A 19th-Century stargazer once said that Mercury "seems to exist for no other reason than to throw discredit on astronomers." Last week the little planet (diameter 3,100 miles) was scheduled for a transit across the blazing face of the sun. From complicated formulas and tables, scientists had carefully determined the time. But when astronomers at Mt. Wilson's famed observatory shot the passage with motion-picture film synchronized with a clock, they found Mercury was 30 seconds late for its performance.

Transits of Mercury are a means of charting its queerly complicated orbit. The long axis of its elliptical orbit does not stay fixed, but slowly rotates, and the planet's point of nearest approach to the sun shifts each year. Calculations of classical Newtonian gravitation predict some shift, but not nearly so much as that actually observed. In desperation a French astronomer named Leverrier decided that the rest of the shift must be due to an unseen planet even closer to the sun than Mercury. Leverrier called it "Vulcan." He looked long and hard for it. Once a doctor peering through a telescope thought he saw Vulcan. He and Leverrier announced the discovery, were given banquets and medals for their find. But they never saw it again, nor did anyone else. Apparently "Vulcan" does not exist.

Then in 1915 Einstein produced his General Theory of Relativity, a beautiful theoretical concept but, after all, just a theory. Yet the Relativity mathematics was found to predict a shift of Mercury's orbit which was practically the same as the observed shift. This was the first observational prop for Relativity.* So Einstein may have felt a nostalgic glow last week, if anyone remembered to tell him that Mercury was transiting (passing directly between the sun and the earth).
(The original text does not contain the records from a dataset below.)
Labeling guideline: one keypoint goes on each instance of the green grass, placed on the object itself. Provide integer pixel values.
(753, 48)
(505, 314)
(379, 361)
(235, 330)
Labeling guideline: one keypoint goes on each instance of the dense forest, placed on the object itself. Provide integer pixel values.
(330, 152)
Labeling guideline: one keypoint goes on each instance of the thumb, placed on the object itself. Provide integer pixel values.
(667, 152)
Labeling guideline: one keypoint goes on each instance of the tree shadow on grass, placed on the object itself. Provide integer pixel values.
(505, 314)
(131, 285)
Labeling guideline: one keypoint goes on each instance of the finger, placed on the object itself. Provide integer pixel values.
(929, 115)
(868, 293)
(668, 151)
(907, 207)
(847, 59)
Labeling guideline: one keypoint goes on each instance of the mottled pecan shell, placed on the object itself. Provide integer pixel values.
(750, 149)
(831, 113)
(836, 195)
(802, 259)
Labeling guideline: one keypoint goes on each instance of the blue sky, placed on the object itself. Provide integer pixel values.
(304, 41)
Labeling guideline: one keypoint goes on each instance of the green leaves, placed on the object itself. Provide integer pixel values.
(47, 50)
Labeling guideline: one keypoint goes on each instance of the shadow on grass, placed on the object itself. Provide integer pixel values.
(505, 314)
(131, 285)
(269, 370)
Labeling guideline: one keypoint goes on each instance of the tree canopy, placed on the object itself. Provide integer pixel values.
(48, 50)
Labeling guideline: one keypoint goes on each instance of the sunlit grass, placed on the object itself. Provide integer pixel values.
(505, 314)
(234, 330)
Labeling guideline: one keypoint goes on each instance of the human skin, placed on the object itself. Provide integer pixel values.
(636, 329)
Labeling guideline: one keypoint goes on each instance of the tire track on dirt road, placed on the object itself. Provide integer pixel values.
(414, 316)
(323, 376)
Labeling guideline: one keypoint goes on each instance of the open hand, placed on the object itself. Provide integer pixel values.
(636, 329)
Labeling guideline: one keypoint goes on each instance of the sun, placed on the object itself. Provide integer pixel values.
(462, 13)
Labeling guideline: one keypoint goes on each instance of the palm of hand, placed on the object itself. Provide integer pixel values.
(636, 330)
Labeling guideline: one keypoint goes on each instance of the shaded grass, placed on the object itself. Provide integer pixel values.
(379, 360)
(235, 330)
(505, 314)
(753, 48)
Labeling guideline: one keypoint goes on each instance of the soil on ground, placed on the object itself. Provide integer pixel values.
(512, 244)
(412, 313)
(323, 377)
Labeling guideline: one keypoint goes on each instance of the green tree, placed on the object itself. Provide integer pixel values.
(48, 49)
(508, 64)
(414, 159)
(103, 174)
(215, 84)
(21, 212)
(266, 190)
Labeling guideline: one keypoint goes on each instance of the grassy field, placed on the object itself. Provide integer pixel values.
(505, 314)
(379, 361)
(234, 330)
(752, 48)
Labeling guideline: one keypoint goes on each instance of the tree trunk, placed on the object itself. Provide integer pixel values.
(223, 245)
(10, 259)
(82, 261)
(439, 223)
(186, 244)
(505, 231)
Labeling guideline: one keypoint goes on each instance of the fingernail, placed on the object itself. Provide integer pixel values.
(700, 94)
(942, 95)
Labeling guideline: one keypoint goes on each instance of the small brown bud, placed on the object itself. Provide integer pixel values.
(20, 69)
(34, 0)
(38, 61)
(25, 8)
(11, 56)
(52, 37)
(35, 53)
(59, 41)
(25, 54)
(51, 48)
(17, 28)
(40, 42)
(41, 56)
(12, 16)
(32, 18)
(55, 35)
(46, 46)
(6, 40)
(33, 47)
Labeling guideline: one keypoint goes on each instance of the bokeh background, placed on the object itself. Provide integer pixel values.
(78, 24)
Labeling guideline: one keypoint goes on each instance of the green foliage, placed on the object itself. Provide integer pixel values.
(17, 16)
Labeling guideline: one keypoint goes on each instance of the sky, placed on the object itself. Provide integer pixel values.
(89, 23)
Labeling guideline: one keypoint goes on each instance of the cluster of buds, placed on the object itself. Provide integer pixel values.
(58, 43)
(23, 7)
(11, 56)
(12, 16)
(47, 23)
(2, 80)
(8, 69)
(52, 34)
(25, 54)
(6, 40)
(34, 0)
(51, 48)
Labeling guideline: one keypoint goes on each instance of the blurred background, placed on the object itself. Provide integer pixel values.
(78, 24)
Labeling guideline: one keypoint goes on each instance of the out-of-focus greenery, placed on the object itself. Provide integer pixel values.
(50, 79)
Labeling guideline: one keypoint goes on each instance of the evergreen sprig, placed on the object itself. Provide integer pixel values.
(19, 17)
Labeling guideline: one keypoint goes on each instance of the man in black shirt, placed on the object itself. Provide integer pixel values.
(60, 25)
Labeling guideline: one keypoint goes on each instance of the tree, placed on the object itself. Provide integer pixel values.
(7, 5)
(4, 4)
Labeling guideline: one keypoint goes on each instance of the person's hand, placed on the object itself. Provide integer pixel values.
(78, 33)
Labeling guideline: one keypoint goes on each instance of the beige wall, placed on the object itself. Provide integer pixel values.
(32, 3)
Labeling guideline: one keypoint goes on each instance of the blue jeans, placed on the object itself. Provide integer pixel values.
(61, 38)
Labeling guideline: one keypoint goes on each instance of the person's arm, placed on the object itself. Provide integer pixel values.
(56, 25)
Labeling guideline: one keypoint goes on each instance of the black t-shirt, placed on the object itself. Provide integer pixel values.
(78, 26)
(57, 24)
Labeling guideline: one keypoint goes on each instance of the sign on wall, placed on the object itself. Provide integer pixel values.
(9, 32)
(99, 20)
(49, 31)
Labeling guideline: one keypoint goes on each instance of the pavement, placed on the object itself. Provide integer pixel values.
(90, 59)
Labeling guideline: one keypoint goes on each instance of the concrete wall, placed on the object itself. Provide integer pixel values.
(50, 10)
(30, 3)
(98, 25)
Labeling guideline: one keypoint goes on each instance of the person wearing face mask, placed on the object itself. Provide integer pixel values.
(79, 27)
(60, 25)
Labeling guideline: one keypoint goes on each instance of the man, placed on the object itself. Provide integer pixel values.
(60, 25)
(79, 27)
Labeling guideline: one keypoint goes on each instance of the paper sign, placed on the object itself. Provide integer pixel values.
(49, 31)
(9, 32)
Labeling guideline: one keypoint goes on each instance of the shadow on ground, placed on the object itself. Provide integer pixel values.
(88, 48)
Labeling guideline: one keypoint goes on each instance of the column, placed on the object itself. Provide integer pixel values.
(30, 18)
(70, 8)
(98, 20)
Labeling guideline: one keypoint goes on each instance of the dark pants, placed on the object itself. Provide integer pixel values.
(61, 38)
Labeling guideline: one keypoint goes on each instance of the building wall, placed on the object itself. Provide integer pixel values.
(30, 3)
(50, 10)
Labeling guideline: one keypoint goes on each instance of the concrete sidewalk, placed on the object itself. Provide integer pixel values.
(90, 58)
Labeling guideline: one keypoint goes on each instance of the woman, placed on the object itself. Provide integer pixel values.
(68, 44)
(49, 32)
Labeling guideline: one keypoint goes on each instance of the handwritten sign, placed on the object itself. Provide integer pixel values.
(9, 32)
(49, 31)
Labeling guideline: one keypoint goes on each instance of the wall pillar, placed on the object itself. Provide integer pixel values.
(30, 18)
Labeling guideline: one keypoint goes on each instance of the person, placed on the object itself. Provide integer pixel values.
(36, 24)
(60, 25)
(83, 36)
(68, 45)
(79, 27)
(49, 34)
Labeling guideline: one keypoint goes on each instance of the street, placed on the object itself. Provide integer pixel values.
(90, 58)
At week's end, Mt. Wilson observers left the Naval Observatory in Washington to decide whether late Mercury meant the earth's time was 30 seconds fast. They decided it did not. Reason: both prediction and observation contained too large a margin of possible error. To disappointed laymen who had hoped for 30 extra seconds, it looked as though Mercury was just discrediting astronomers again.

*Others, established later: bending of starlight around the sun, stretching out of the wave length in light from heavy stars.